Cardiac troponin T is released from cardiac tissue following chemo-induced necrolysis of cardiomyocytes. The exact mechanism underpinning this process is yet to be fully elucidated, one theory however involves the human epidermal growth factor receptor (HER); a regulator of cell survival and molecular target for the humanised monoclonal antibody transtuzumab, used as adjuvant therapy in the treatment of HER-2 positive breast cancer. HER-2 plays a role in cardiomyocyte survival by forming dimers with HER-4. Dimerisation of HER-2 is influenced by neuregulin-1 and leads to activation of intracellular signalling pathways that results in stabilisation of myofribrillar network within the myocytes, attenuation of ROS generation, and ultimately, inhibition of apoptosis.²² The anticancer mechanism of action of anthracycline which promotes the generation of ROS is antagonistic to this signalling pathway. Anthracycline-mediated increase in oxidative stress inhibits neurogenin-1 and this in turn inhibits dimerisation of HER-2. This mechanism is believed to promote apoptosis of cardiomyocytes with the release of cardiac troponin T in a fashion that is independent of myocardial ischaemia.²²

NT-proBNP levels rise in response to mechanical distention of the myocardium. This phenomenon occurs as a late complication of anthracycline-mediated cardiac damage and may explain why clinically significant increase in NT-proBNP only becomes evident in the years post chemotherapy with more advanced disease. This time-dependent mechanism of NT-proBNP release has important implication on the timing of sample collection. A recent meta-analysis comprising 61 trials and 5691 adult patients showed that cancer therapy was associated with an increase in troponin T and NT-proBNP level [odds ratio (OR) 14.3, 95% confidence interval (CI) 6.0–34.1; n = 3049] and (OR 9.4, 95% CI 2.9–30.4; n = 628), respectively, when post-treatment biomarker levels were compared to pre-treatment levels.⁹ It is worth mentioning that a common discriminator between the various studies to date is the time post chemo at which blood samples were collected for biomarker measurements. This has contributed to the plethora of varied conclusions that have been made in relation to the diagnostic performance of the various biomarkers so far studied, and have hindered their introduction into routine clinical use.
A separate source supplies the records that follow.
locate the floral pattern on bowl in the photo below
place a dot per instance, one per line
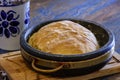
(9, 24)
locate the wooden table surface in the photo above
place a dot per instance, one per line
(104, 12)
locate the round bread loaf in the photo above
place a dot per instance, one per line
(64, 37)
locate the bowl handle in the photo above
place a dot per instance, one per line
(44, 70)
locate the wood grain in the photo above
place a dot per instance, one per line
(16, 68)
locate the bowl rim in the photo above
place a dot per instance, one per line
(57, 57)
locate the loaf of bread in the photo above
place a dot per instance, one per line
(64, 37)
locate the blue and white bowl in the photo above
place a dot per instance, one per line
(69, 64)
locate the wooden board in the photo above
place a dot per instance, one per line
(16, 68)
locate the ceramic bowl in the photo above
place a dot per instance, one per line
(67, 64)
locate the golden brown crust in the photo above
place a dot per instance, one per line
(64, 37)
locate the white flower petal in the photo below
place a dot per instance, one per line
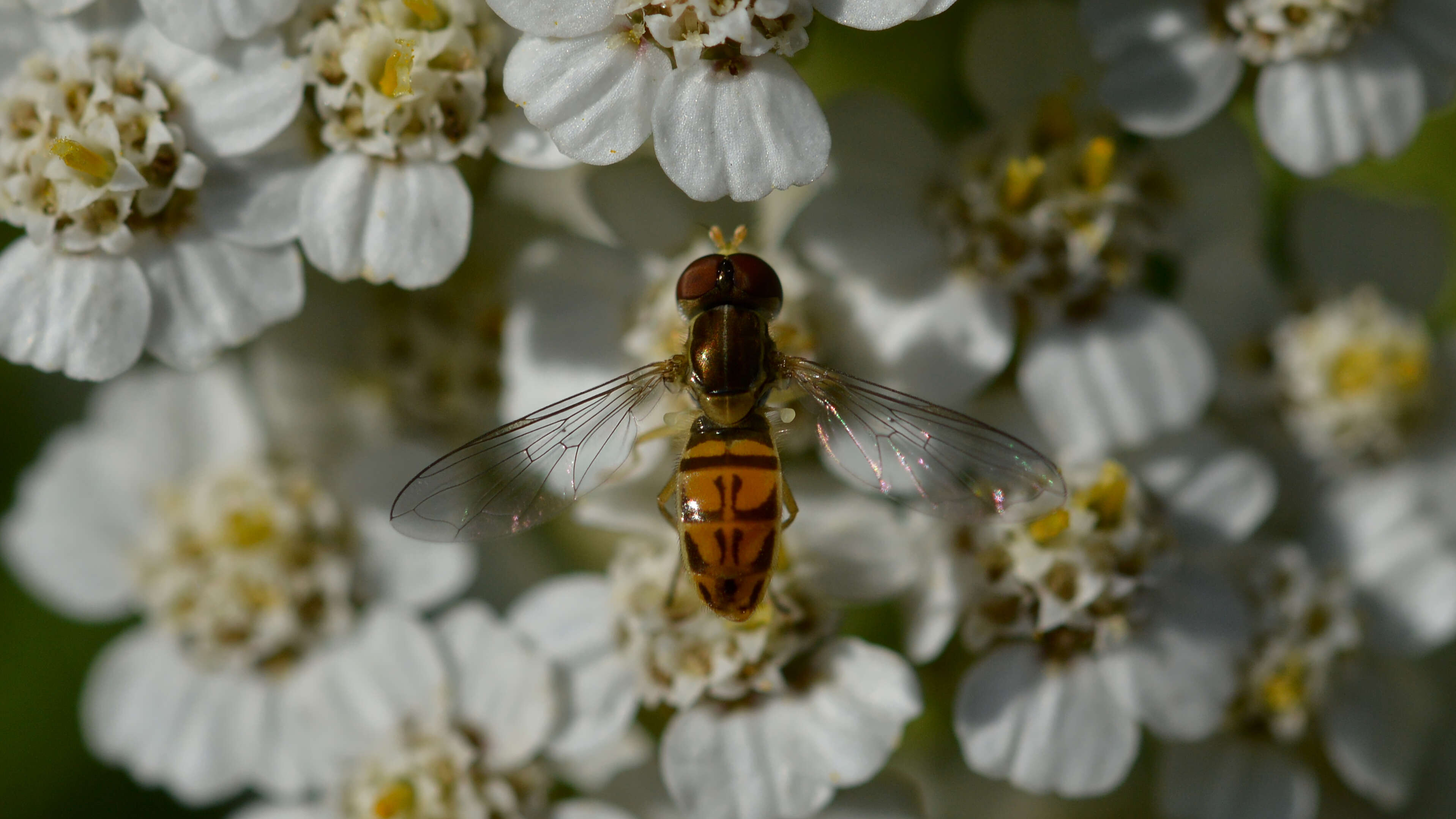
(1397, 554)
(350, 696)
(202, 25)
(741, 136)
(1320, 114)
(787, 756)
(237, 99)
(521, 144)
(564, 331)
(873, 15)
(593, 94)
(647, 212)
(1376, 722)
(1168, 72)
(209, 295)
(402, 222)
(587, 810)
(169, 725)
(1117, 381)
(851, 547)
(1218, 495)
(1047, 729)
(254, 200)
(1180, 669)
(557, 18)
(503, 687)
(267, 811)
(1020, 53)
(80, 315)
(410, 572)
(1235, 779)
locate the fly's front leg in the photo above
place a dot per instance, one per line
(790, 505)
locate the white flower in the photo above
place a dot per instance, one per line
(772, 716)
(1336, 79)
(140, 172)
(1090, 621)
(276, 601)
(402, 90)
(707, 81)
(1312, 658)
(472, 753)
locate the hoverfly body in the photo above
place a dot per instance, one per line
(727, 496)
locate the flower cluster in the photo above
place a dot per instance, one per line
(1165, 450)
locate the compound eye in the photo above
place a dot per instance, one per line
(699, 279)
(753, 278)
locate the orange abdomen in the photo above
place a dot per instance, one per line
(730, 509)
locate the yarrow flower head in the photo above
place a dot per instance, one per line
(1355, 378)
(402, 90)
(1175, 63)
(134, 168)
(263, 584)
(705, 79)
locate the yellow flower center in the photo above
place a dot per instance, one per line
(398, 66)
(1097, 164)
(1021, 181)
(84, 159)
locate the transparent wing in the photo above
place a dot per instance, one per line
(924, 455)
(526, 473)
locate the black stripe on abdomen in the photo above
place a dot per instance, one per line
(730, 459)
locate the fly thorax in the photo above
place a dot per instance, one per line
(1059, 209)
(1072, 579)
(683, 652)
(1353, 378)
(440, 773)
(404, 79)
(1273, 31)
(91, 152)
(249, 567)
(1305, 623)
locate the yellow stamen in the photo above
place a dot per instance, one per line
(395, 801)
(1356, 371)
(1097, 164)
(427, 11)
(1049, 527)
(1021, 180)
(80, 158)
(1107, 497)
(740, 235)
(398, 66)
(1285, 690)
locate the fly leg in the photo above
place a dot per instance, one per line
(790, 505)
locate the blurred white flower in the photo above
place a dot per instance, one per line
(143, 175)
(277, 627)
(1093, 620)
(402, 90)
(472, 753)
(1336, 79)
(707, 81)
(1312, 659)
(200, 25)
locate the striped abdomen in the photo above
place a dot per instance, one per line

Our current study involved prospective measurement of these biomarker during the dosing stages of Epirubicin chemotherapy as was the focus of this study. This may be a limitation as well as a contributing factor to the levels of NT-proBNP seen in our study cohort. A post-treatment follow-up measurement of these biomarkers would be recommended. The ESC position paper has so far only provided guidance on baseline sampling of patients for risk stratification but provides no explicit recommendation on an optimum sampling time for the detection of cardiac toxicity following the initiation of cardiotoxic treatment. An earlier study by Cardinale et al. highlighted the predictive power of cardiac troponin in the stratification of cardiac risk early in the course of treatment before manifestation of clinical symptoms. However, a major limitation of that study was it dependent on daily serial blood sampling immediately post chemotherapy for up to 3 days to enable the detection of peak troponin level.²³ This approach is not practicable in routine clinical care due to the added burden of phlebotomy on these patients.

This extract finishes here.